Katherine Hill, soprano
A native of Toronto, singer and Medieval fiddler Katherine Hill spends her life roaming around Canada and northern Europe, performing Medieval, early Baroque and Scandinavian traditional music with the likes of the sequentia ensemble for medieval music, Gabriel Garrido's Ensemble Elyma, and the Ars Choralis Coeln. She is also involved in several Medieval music fusion projects (both with experimental theatre and musical improv), and has appeared at alternative performance festivals in Germany, Poland and the Netherlands with Scivias (Berlin), Grotest Maru (Berlin) and ensemble nu:n (Thüringen).
Here in Toronto Katherine enjoys her collaborations with the Toronto Continuo Collective, the Sine Nomine ensemble for Medieval music, the Toronto Consort, and the illustrious arctic-fusion band Polaris.

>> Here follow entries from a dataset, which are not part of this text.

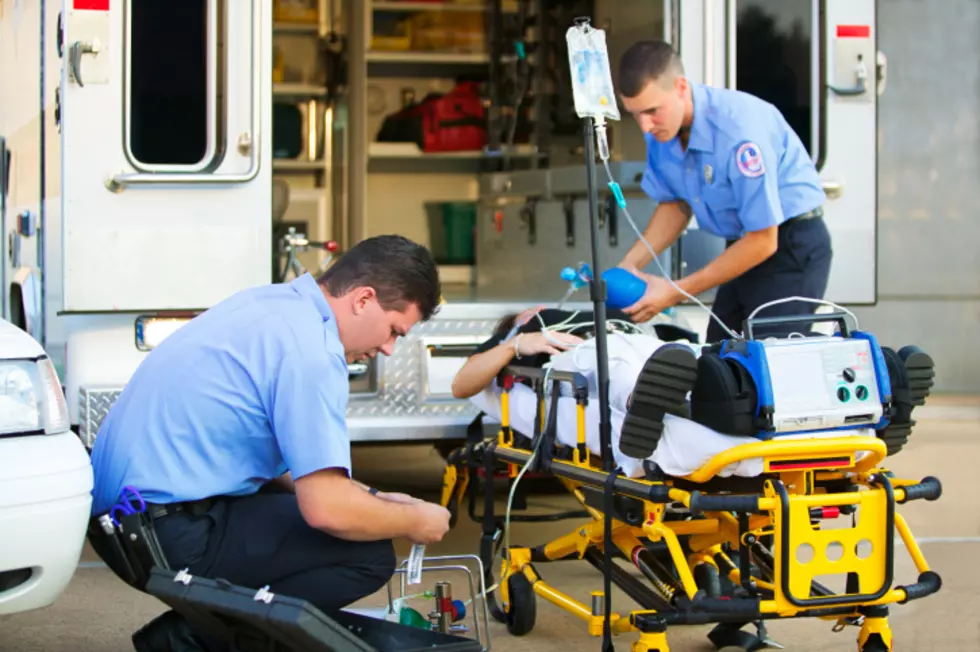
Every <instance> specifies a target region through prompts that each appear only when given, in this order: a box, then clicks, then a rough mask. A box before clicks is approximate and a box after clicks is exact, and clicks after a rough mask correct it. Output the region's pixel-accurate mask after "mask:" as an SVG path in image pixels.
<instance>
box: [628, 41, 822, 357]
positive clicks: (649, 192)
mask: <svg viewBox="0 0 980 652" xmlns="http://www.w3.org/2000/svg"><path fill="white" fill-rule="evenodd" d="M618 86H619V92H620V94H621V97H622V102H623V105H624V106H625V108H626V110H627V111H629V112H630V113H631V114H633V116H634V117H635V118H636V120H637V122H638V123H639V126H640V129H642V131H643V133H644V136H645V138H646V142H647V169H646V172H645V174H644V177H643V181H642V183H641V185H642V188H643V190H644V191H645V192H646V194H647V195H649V196H650V198H651V199H654V200H655V201H657V202H658V205H657V208H656V210H655V211H654V213H653V216H652V217H651V219H650V223H649V225H648V226H647V228H646V232H645V234H644V237H645V238H646V240H647V242H649V244H650V246H651V247H652V248H653V250H654V251H655V252H656V253H657V255H660V253H661V252H663V251H664V250H665V249H667V248H668V247H670V246H671V245H672V244H673V243H674V241H675V240H677V238H678V236H679V235H680V234H681V233H682V232H683V231H684V229H685V228H686V227H687V224H688V221H689V219H690V213H691V212H692V211H693V213H694V216H695V218H696V219H697V224H698V227H699V228H700V229H702V230H704V231H707V232H709V233H712V234H714V235H717V236H719V237H722V238H724V239H725V240H726V242H727V247H726V249H725V251H724V252H723V253H722V254H721V255H720V256H719V257H718V258H717V259H715V260H714V261H712V262H711V263H709V264H708V265H706V266H705V267H704V268H703V269H701V270H699V271H697V272H695V273H693V274H691V275H690V276H687V277H685V278H683V279H681V280H679V281H678V282H677V285H678V286H679V287H680V288H682V289H683V290H684V291H685V292H687V293H688V294H690V295H692V296H697V295H698V294H701V293H702V292H705V291H707V290H710V289H712V288H714V287H718V286H720V287H719V288H718V293H717V296H716V298H715V300H714V305H713V308H712V310H713V312H714V313H715V315H717V316H718V318H719V319H721V321H723V322H724V323H725V324H726V325H727V326H728V327H729V328H731V329H733V330H735V331H736V332H738V331H741V330H742V324H743V321H744V320H745V319H746V318H747V317H748V316H749V314H751V313H752V311H753V310H755V309H756V308H757V307H759V306H761V305H762V304H764V303H767V302H769V301H773V300H776V299H784V298H788V297H791V296H801V297H807V298H813V299H822V298H823V295H824V292H825V291H826V288H827V279H828V276H829V274H830V262H831V243H830V233H829V232H828V231H827V227H826V225H825V224H824V221H823V219H822V217H823V202H824V200H825V198H826V195H825V193H824V191H823V188H822V186H821V183H820V178H819V176H818V174H817V170H816V167H815V166H814V164H813V161H812V160H811V158H810V155H809V154H808V153H807V151H806V148H804V146H803V143H802V142H801V141H800V139H799V137H798V136H797V135H796V133H795V132H794V131H793V130H792V128H791V127H790V126H789V124H788V123H787V122H786V120H785V119H784V118H783V116H782V114H781V113H780V112H779V111H778V109H776V107H774V106H773V105H772V104H770V103H768V102H764V101H763V100H761V99H759V98H757V97H754V96H752V95H749V94H747V93H743V92H740V91H735V90H729V89H723V88H713V87H709V86H704V85H701V84H692V83H690V82H688V80H687V79H686V78H685V76H684V69H683V66H682V64H681V62H680V60H679V58H678V57H677V54H676V52H674V50H673V49H672V48H671V46H670V45H669V44H667V43H664V42H661V41H642V42H639V43H636V44H634V45H632V46H631V47H630V48H629V49H628V50H627V51H626V52H625V53H624V54H623V56H622V58H621V60H620V64H619V83H618ZM685 204H686V206H685ZM651 260H652V258H651V256H650V252H649V250H648V249H647V247H646V245H645V244H644V243H643V242H637V243H636V244H635V245H634V246H633V247H632V248H631V249H630V251H629V252H628V253H627V254H626V256H625V257H624V258H623V260H622V261H621V262H620V264H619V266H620V267H624V268H626V269H628V270H630V271H632V272H634V273H637V268H639V269H643V268H644V267H645V266H646V265H647V264H648V263H650V262H651ZM638 275H639V276H641V277H642V278H643V279H644V280H646V281H647V283H648V285H647V291H646V294H645V295H644V296H643V298H642V299H640V300H639V301H638V302H637V303H635V304H634V305H633V306H630V307H629V308H627V309H626V310H625V311H624V312H626V313H628V314H630V315H631V317H632V318H633V320H634V321H637V322H641V321H647V320H649V319H651V318H652V317H654V316H655V315H657V314H658V313H660V312H662V311H664V310H666V309H667V308H669V307H671V306H673V305H675V304H677V303H679V302H680V301H682V300H683V299H684V295H683V294H681V293H680V292H678V291H677V289H676V288H674V287H672V286H671V285H670V284H669V283H668V282H667V281H665V280H664V279H663V278H660V277H658V276H650V275H647V274H643V273H638ZM814 307H815V304H812V303H808V302H807V303H804V302H799V301H793V302H786V303H782V304H778V305H776V306H772V307H767V308H765V309H764V310H763V311H761V312H760V314H759V317H773V316H780V315H787V314H800V313H801V312H812V310H813V308H814ZM709 324H710V325H709V327H708V332H707V341H708V342H716V341H718V340H720V339H723V338H724V337H727V334H726V333H725V331H724V330H723V329H722V328H721V327H720V326H719V325H718V324H717V323H716V322H715V321H714V320H711V321H710V322H709ZM789 330H798V331H806V330H807V329H805V328H802V329H801V328H800V327H796V328H792V329H775V328H768V329H761V328H760V332H761V334H764V335H776V336H778V335H785V334H787V332H788V331H789Z"/></svg>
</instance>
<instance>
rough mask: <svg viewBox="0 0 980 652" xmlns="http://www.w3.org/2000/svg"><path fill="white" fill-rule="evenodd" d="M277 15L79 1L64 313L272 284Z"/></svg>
mask: <svg viewBox="0 0 980 652" xmlns="http://www.w3.org/2000/svg"><path fill="white" fill-rule="evenodd" d="M271 5H272V3H271V0H234V2H231V1H230V0H196V1H192V0H185V1H184V2H179V3H172V2H159V1H158V0H112V1H111V2H110V0H64V1H63V5H62V16H61V25H62V27H61V33H60V34H59V55H60V56H61V58H62V61H61V64H62V66H61V85H60V89H59V90H60V102H61V202H62V205H61V210H62V222H61V226H62V233H61V245H62V246H61V261H60V262H61V263H62V269H61V277H62V280H63V287H62V291H63V295H62V299H61V308H62V311H63V313H81V312H105V311H117V312H128V311H160V310H197V309H203V308H207V307H209V306H211V305H213V304H214V303H216V302H218V301H220V300H221V299H223V298H225V297H227V296H228V295H229V294H231V293H233V292H235V291H237V290H240V289H242V288H245V287H249V286H254V285H258V284H263V283H267V282H269V281H270V280H271V279H270V264H269V257H270V255H271V251H272V247H271V216H270V211H271V154H270V149H271V139H270V131H271V117H270V111H269V108H268V107H269V106H270V104H271V92H270V84H271V80H272V71H271V65H272V63H271V62H272V56H271V52H270V50H269V42H270V39H271V36H267V35H268V34H271V14H272V10H271Z"/></svg>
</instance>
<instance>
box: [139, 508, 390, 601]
mask: <svg viewBox="0 0 980 652" xmlns="http://www.w3.org/2000/svg"><path fill="white" fill-rule="evenodd" d="M154 527H155V529H156V531H157V537H158V538H159V540H160V545H161V547H162V548H163V552H164V554H165V555H166V557H167V561H168V562H169V564H170V567H171V568H173V569H175V570H177V569H182V568H188V569H189V572H190V573H191V574H193V575H200V576H202V577H207V578H211V579H224V580H227V581H228V582H231V583H232V584H237V585H240V586H244V587H246V588H251V589H259V588H262V587H263V586H266V585H268V586H269V590H270V591H272V592H273V593H279V594H282V595H284V596H289V597H293V598H299V599H303V600H306V601H308V602H310V603H312V604H313V605H315V606H316V607H318V608H319V609H320V610H322V611H330V610H338V609H340V608H342V607H345V606H347V605H349V604H351V603H352V602H356V601H357V600H359V599H360V598H363V597H365V596H368V595H371V594H373V593H374V592H376V591H377V590H379V589H381V588H382V587H383V586H384V585H385V584H386V583H387V582H388V580H389V579H390V578H391V577H392V575H393V574H394V571H395V551H394V546H393V544H392V542H391V541H390V540H388V541H368V542H355V541H347V540H344V539H338V538H336V537H333V536H331V535H329V534H327V533H325V532H322V531H320V530H316V529H313V528H311V527H310V526H309V525H307V523H306V521H305V520H304V519H303V516H302V514H301V513H300V511H299V505H298V503H297V500H296V496H295V495H294V494H292V493H288V492H265V491H263V492H260V493H258V494H255V495H253V496H247V497H242V498H220V499H217V500H216V501H215V504H214V505H213V506H212V507H211V508H210V509H209V510H208V511H207V512H205V513H203V514H202V515H200V516H193V515H191V514H189V513H181V512H178V513H176V514H168V515H167V516H164V517H162V518H159V519H156V520H155V521H154Z"/></svg>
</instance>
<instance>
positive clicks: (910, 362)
mask: <svg viewBox="0 0 980 652" xmlns="http://www.w3.org/2000/svg"><path fill="white" fill-rule="evenodd" d="M881 352H882V355H883V356H884V358H885V366H886V367H887V369H888V377H889V379H890V380H891V389H892V414H891V418H890V419H889V422H888V425H887V426H885V427H884V428H882V429H880V430H878V431H877V433H876V434H877V435H878V438H879V439H881V440H882V441H884V442H885V445H886V446H887V447H888V455H895V454H896V453H898V452H899V451H900V450H902V448H903V447H904V446H905V444H907V443H908V440H909V436H911V434H912V427H913V426H914V425H915V421H914V420H913V419H912V410H913V409H914V408H915V407H916V406H919V405H924V404H925V401H926V398H927V397H928V396H929V392H930V390H931V389H932V385H933V382H934V379H935V375H936V374H935V370H934V363H933V361H932V358H931V357H929V355H928V354H927V353H926V352H925V351H923V350H922V349H921V348H919V347H917V346H905V347H902V348H901V349H900V350H899V351H898V353H896V352H895V350H894V349H891V348H889V347H887V346H883V347H881Z"/></svg>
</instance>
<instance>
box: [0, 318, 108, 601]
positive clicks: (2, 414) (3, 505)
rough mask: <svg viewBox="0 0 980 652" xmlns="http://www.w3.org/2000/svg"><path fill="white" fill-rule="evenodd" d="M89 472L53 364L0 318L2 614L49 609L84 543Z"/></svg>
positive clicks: (0, 398) (30, 339)
mask: <svg viewBox="0 0 980 652" xmlns="http://www.w3.org/2000/svg"><path fill="white" fill-rule="evenodd" d="M91 491H92V466H91V465H90V464H89V458H88V453H87V452H86V451H85V448H84V446H82V442H81V441H80V440H79V439H78V437H77V436H76V435H75V433H73V432H72V431H71V430H70V429H69V422H68V408H67V406H66V405H65V396H64V394H63V393H62V391H61V383H60V382H59V380H58V374H57V372H56V371H55V368H54V365H52V364H51V360H49V359H48V356H47V355H46V354H45V353H44V350H43V349H42V348H41V345H40V344H38V343H37V342H36V341H35V340H34V339H33V338H32V337H31V336H30V335H28V334H27V333H25V332H24V331H22V330H21V329H19V328H17V327H16V326H14V325H13V324H11V323H10V322H8V321H6V320H0V532H3V536H2V537H0V614H11V613H18V612H23V611H28V610H31V609H38V608H41V607H46V606H48V605H50V604H52V603H53V602H54V601H55V600H57V599H58V597H59V596H60V595H61V593H62V591H64V590H65V587H66V586H67V585H68V582H69V581H70V580H71V578H72V575H73V574H74V572H75V568H76V566H77V565H78V558H79V556H80V555H81V553H82V546H83V545H84V544H85V533H86V529H87V527H88V521H89V510H90V508H91V504H92V495H91Z"/></svg>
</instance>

In her spare time, she likes to hang out with nuns, practice the Swedish art of cow-calling, and play electric vielle with her Kelprecords indie-rock friends in Ottawa.
Christopher Verrette, violin
Violinist Christopher Verrette is in his 14th season as a member of Tafelmusik Baroque Orchestra, with which he is a frequent soloist and leader both in Canada and abroad. He is a graduate of Indiana University, where he was awarded the first-ever Performer's Certificate for accomplishment on the Baroque violin and was a student of Stanley Ritchie. Since that time he has been committed to the growth of Early Music in the American Midwest as a founding member of both Ensemble Voltaire in Indianapolis and the Chicago Baroque Ensemble and has collaborated with numerous period instrument ensembles around North America. In the past season he has also been heard playing Renaissance violin, vielle, rebec, viola and viola d'amore.
Recent recording projects have ranged from old favourites like Beethoven and Mozart symphonies and Pachelbel's Canon, to unfamiliar instrumental music by Reinhard Keiser, new arrangements of Playford tunes on Throw the House out of the Windowe for Marquis records, John Welsman's score for the independent Canadian film The Limb Salesman, and the soundtrack of Touchstone Pictures' Casanova.
Lucas Harris, theorbo and guitar
Lucas Harris, who gave a solo recital in this series last season, has been pleased to call Toronto home since January 2004. Originally from Phoenix, Arizona, he graduated from Pomona College in Claremont, California before going abroad to study early music in Italy and Germany. He then spent five years based in New York City during which he directed Common Ground Ensemble, took lessons with plucked-string guru Pat O'Brien, and traveled as a freelance continuo player. Lucas has worked with The Harp Consort, Apollo's Fire, New York Collegium, Smithsonian Chamber Players, Les voix humaines, the Boston Early Music Festival orchestra, and many other groups.
During breaks in his theorbo-playing schedule, Lucas delves into the sublime repertoire of the Baroque lute. His New Generation concert in 2005 featured music of the 'twilight' years in of the lute in 18th-century Germany. Lucas enjoys teaching during the summer at the Tafelmusik Baroque Summer Institute as well as Oberlin Conservatory's Baroque Performance Institute, where he directs an opera scene project each summer. A former instructor for the New York Continuo Collective, he formed the Toronto Continuo Collective as a sister organization in 2005 together with harpsichordist Borys Medicky.